RESACA


Me levanto de la cama con la angustiosa sensación de haber estado suicidándome toda la noche. Gota a gota, como si intentase dejar la vida de a poco, ignorando que se me fue hace ya tiempo.
Tengo la boca seca. La lengua de hinchada no me cabe en la boca que intento mantener abierta, para que por los oscuros recovecos que separan mi lengua de mi cavidad bucal, entre el escaso aire que me permite seguir respirando. Los labios forman un portal que como arco de derrota, anuncian el horror seco, empalagoso que se ha formado en mi boca, vulgar remedo de mi alma.
Intento incorporarme sin que me sea posible. Las sábanas han creado una trampa que atenaza mis piernas en una maraña indescifrable, como si una gigantesca araña hubiera construido una red de algodón que me mantuviese inescrutablemente asido al colchón. Consigo a fuerza de patalear liberarme del poderoso abrazo de la sábana y compruebo que una vez más, he dormido completamente desnudo. Y lo peor es que no recuerdo haberme desnudado. Bueno es que no recuerdo siquiera como demonios he llegado a mi cama.
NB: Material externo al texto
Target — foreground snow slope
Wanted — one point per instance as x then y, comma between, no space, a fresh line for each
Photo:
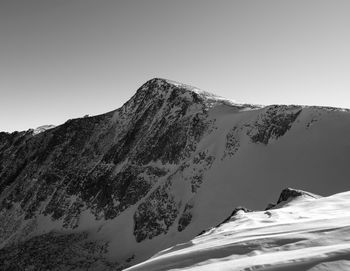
172,161
307,233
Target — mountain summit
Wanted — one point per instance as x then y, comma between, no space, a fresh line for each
170,163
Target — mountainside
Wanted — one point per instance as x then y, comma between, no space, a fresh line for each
109,191
306,233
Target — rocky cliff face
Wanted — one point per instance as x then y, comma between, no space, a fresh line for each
169,163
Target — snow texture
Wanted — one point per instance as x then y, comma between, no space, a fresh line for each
308,233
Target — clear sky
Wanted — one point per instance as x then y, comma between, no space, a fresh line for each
62,59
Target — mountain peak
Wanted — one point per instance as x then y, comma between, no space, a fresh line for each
290,193
164,87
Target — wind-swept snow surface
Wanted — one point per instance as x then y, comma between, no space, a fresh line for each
307,233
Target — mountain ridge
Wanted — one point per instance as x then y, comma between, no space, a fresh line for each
162,168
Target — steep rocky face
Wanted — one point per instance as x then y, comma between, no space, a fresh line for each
169,163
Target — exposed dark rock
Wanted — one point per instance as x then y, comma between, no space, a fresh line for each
185,218
274,123
54,251
289,194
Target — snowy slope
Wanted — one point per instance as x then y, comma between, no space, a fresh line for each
170,163
307,233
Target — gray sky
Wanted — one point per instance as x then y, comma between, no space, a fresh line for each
62,59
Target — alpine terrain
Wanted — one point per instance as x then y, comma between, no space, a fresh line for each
108,192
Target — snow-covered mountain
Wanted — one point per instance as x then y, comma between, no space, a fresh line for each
304,233
110,191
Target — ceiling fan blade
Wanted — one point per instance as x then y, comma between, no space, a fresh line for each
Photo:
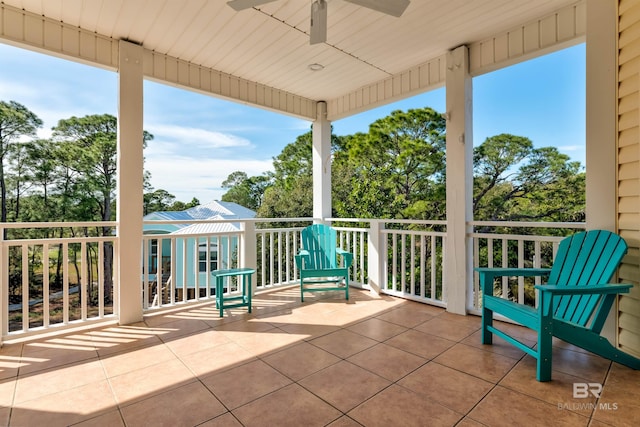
390,7
318,22
246,4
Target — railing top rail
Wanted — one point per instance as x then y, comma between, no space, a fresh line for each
579,225
531,237
415,232
389,220
58,224
57,240
151,236
224,221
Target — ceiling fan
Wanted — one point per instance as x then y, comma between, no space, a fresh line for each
319,12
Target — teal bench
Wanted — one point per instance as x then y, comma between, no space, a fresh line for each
223,301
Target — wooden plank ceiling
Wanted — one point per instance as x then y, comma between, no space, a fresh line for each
269,44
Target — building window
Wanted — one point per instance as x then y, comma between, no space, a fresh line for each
202,257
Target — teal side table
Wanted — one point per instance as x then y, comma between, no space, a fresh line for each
245,298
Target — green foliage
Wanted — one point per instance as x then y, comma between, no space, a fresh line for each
397,170
245,191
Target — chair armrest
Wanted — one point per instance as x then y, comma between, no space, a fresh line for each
488,274
348,256
303,255
603,289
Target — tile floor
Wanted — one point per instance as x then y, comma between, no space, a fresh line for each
372,361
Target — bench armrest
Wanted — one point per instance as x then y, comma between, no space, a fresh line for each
302,257
348,256
603,289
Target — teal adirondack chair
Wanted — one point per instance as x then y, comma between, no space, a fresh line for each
572,306
317,261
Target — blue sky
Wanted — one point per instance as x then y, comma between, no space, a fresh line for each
200,140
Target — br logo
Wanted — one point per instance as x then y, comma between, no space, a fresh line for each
584,390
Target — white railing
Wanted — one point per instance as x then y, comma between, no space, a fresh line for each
408,262
504,244
415,260
56,282
176,268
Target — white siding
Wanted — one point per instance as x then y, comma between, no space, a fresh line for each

Pero, un momento, esta no es mi cama, ni tan siquiera es mi habitación. Las paredes pintadas de un tono que se escapa a mi embotado intelecto, me son extrañas pero a la vez familiares. Muevo la cabeza, no sé lo que busco pero si sé que una asfixiante sensación de nausea me invade. Tengo el hígado tan sumamente acostumbrado al castigo que, como un boxeador acabado vencido en mil combates, lo encaja sin inmutarse, incapaz de defenderse o tirar la toalla y huir de este cuerpo que le encarcela por la boca. Lo mismo es que no puede. La sensación de tener la boca llena de trapos lo explicaría. Si no fuese porque se que no son telas, sino mi propia lengua la que me asfixia, pensaría que alguien ha dejado sus calcetines sucios en mi boca como si esta fuese el circular ojo de un lavadora hambrienta de colada.
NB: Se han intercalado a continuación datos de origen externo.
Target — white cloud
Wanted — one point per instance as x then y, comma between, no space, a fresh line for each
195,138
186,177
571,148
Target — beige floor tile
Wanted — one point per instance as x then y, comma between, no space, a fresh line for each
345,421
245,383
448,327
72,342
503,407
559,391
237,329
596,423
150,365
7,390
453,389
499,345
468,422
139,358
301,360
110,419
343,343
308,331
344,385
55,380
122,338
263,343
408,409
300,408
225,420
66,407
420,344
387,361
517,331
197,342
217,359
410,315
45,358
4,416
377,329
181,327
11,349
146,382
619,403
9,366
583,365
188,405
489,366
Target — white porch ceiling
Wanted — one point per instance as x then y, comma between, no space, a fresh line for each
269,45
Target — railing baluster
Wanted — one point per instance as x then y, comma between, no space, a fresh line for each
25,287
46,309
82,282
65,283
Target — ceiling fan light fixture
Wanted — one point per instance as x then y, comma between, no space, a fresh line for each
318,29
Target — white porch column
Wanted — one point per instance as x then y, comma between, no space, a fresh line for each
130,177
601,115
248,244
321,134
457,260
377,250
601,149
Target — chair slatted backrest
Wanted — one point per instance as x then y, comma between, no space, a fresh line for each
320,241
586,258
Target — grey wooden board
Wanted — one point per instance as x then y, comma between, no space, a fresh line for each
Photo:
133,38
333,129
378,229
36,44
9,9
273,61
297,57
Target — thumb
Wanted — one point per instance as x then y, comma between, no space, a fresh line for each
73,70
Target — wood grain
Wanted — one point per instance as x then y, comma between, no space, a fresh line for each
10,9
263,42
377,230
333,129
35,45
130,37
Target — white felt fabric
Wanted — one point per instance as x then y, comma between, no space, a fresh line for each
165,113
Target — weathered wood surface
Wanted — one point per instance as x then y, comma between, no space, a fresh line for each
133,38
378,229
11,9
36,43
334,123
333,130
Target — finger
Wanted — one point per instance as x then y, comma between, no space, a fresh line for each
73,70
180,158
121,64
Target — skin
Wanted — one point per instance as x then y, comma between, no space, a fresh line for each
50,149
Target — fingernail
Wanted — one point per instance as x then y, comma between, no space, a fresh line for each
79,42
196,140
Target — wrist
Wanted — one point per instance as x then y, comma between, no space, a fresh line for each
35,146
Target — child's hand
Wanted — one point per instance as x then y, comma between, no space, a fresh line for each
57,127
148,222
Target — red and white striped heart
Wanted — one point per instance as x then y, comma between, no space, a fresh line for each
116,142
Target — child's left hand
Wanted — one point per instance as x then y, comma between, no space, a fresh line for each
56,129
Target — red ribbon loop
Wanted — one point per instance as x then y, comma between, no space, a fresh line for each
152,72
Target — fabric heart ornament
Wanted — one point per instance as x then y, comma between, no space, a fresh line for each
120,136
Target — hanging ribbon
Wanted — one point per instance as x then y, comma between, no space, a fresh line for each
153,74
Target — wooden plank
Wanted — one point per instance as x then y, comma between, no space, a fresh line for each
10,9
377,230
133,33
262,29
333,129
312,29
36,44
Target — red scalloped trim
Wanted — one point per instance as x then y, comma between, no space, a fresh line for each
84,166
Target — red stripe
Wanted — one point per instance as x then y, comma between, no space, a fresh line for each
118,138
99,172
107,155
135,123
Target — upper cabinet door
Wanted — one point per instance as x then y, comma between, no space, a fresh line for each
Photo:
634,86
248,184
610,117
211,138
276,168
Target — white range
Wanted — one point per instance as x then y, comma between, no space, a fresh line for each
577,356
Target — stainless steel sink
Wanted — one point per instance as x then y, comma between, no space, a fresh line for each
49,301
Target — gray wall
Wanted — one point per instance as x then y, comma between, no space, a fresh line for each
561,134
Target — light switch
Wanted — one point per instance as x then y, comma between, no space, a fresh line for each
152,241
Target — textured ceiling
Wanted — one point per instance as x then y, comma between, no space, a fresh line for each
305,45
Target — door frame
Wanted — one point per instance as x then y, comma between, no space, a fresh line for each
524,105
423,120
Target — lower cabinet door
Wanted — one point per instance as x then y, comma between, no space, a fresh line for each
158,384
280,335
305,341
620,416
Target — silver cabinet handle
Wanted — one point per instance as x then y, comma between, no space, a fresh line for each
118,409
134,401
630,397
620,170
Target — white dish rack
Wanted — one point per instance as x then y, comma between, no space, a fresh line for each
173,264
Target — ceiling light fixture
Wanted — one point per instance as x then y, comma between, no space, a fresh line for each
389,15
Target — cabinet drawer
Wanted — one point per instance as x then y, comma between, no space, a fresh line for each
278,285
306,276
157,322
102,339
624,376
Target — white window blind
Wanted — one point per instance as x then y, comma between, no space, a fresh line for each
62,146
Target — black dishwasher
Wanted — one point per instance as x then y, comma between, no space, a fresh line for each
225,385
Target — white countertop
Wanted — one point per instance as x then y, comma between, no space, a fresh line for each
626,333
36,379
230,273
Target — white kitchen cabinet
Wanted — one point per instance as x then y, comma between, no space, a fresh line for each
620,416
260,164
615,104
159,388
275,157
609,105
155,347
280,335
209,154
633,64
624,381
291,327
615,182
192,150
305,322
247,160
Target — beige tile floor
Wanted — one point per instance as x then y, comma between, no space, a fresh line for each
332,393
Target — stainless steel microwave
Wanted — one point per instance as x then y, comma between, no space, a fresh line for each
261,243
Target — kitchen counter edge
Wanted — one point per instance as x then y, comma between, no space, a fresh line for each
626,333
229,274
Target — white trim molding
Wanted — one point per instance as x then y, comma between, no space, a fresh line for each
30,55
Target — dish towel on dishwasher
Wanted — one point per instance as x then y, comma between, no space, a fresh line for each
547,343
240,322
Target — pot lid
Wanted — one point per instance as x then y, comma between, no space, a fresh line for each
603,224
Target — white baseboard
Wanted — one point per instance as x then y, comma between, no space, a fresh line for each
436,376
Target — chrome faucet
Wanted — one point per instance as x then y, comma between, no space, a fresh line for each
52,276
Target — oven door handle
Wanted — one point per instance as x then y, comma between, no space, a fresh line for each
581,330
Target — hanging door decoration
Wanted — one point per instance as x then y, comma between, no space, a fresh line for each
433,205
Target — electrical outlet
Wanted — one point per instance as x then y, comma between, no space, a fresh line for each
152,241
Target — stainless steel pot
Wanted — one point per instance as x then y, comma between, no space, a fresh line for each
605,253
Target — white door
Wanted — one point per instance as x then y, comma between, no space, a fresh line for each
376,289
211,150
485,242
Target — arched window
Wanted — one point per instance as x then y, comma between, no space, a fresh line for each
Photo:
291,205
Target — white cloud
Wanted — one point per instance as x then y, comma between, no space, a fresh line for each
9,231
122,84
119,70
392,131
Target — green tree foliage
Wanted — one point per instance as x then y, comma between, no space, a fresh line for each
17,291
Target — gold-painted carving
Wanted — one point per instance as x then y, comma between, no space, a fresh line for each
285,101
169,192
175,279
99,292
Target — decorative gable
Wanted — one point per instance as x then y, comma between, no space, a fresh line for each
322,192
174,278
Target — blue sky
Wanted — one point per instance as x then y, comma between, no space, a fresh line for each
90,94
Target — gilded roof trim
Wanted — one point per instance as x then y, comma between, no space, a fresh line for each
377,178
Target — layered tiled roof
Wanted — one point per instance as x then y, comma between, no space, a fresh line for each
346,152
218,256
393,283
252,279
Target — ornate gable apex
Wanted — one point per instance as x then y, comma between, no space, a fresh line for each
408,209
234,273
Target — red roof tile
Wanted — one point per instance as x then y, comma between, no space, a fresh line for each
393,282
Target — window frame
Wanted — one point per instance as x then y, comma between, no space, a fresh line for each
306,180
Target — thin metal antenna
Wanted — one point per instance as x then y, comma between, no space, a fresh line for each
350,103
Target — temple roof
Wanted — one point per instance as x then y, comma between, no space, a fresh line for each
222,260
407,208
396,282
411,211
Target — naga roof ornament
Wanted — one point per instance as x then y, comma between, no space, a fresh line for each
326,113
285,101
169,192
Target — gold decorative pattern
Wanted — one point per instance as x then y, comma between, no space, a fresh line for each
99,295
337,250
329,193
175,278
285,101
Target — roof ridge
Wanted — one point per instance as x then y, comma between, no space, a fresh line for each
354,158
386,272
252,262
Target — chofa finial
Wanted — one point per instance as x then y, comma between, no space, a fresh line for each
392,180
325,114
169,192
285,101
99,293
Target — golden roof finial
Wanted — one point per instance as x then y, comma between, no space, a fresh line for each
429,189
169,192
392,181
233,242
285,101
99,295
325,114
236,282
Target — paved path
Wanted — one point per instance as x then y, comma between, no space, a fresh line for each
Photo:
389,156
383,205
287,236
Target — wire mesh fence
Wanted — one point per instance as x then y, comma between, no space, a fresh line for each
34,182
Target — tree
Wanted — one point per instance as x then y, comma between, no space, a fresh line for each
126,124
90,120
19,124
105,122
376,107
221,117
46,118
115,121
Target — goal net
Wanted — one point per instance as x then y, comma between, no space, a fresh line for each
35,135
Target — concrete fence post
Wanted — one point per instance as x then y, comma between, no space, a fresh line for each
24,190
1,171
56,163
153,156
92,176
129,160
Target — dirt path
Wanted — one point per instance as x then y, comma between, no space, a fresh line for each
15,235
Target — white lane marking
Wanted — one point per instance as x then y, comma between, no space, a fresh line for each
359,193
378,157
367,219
Busco inútilmente en el interior de mi cerebro la explicación razonable de lo que me pasa, sin saber que esa explicación existe, pero que no es razonable. ¿Cómo va a ser razonable esta constante huida al inframundo que llevo ejerciendo desde hace años? Ni tan siquiera recuerdo los años que hace, solo sé que desde entonces libo tanto alcohol y tanto exceso como mi cuerpo, cada día más castigado es capaz de tolerar. ¿Para olvidar que? ¿Qué rechacé vivir, a cambio de una pretendida libertad? ¿Qué no solo he arruinado mi vida, sino que he vendido el alma como un moderno Dorian Grey, no por una eterna juventud, sino por una obscena cantidad de dinero que ahora dilapido sin mesura?



Al incorporarme he detectado un calor que no es el de mi cuerpo. A mi lado hay un ser humano, terso, luego mucho más joven que yo, que necesito un buen suavizante y un buen planchado en mi piel. Es suave y cálido, lo que descarta que a la correspondiente curda la haya acompañado algún buen samaritano, que haya decidido que lo mejor es que no juegue a la ruleta rusa con el volante de mi utilitario; pequeño, pero a la vez un peligroso asesino en mis manos etílicamente descerebradas.
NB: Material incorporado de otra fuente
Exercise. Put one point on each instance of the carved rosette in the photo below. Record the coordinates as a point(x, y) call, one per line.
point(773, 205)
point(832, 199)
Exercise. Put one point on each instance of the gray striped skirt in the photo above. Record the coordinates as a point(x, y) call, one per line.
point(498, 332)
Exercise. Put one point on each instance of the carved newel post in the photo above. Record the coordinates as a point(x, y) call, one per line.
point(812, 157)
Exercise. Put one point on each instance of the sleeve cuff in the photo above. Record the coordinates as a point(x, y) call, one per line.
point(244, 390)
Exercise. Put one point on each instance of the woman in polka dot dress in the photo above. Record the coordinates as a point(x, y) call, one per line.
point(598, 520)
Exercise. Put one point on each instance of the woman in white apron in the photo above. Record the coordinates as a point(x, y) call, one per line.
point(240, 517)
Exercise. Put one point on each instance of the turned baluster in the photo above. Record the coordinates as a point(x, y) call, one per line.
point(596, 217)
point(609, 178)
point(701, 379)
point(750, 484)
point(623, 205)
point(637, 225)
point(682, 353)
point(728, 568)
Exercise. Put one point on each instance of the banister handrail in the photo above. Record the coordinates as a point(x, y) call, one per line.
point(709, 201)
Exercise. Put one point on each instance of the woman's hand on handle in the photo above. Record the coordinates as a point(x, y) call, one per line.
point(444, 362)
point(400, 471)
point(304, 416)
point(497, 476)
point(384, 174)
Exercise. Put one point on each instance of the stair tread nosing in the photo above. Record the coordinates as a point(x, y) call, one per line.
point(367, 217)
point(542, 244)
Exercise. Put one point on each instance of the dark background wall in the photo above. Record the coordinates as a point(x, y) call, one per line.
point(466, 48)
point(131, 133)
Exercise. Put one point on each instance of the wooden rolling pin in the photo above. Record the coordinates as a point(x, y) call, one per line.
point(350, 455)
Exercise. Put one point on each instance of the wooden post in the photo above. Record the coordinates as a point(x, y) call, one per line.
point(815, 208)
Vislumbro una nalga que emerge de entre las sábanas como si fuese el anuncio de una nueva Venus, saliendo de entre las aguas.
“Así que el bondadoso samaritano es en realidad una bondadosa samaritana.” Pienso intentado mostrar la más maquiavélica de las sonrisas, sin que la boca tumefacta efectúe algo que no sea un rictus indescifrable.
Sigo esa línea sinuosa que separa la nalga entrevista y la espalda que se muestra como el lugar idóneo donde reposar después del largo camino del abandono del inexistente celibato. Y solo me detengo entre una maraña de pelo rubio natural, a mechas imperfectamente extraordinarias que reposan ondulantes en la playa que delimita la zona lumbar. He visto antes ese pelo, pero no consigo parar lo suficiente la habitación como para que me dé el tiempo suficiente a acordarme de dónde.

Es en ese momento cuando distingo una marca al final de esa espalda pálidamente perfecta, y recuerdo. Recuerdo el día hace 25 años, en que una blanca enfermera puso en mis manos una pequeña parte de mi recién nacida y como, en la inhóspita sala del hospital, me entró un pánico mortal, frío, que me ha acompañado desde mi huida. Y es ahora cuando recuerdo y la resaca me desaparece para que aparezca el negro terror del error. Del inmenso e irreparable error de un alma perdida.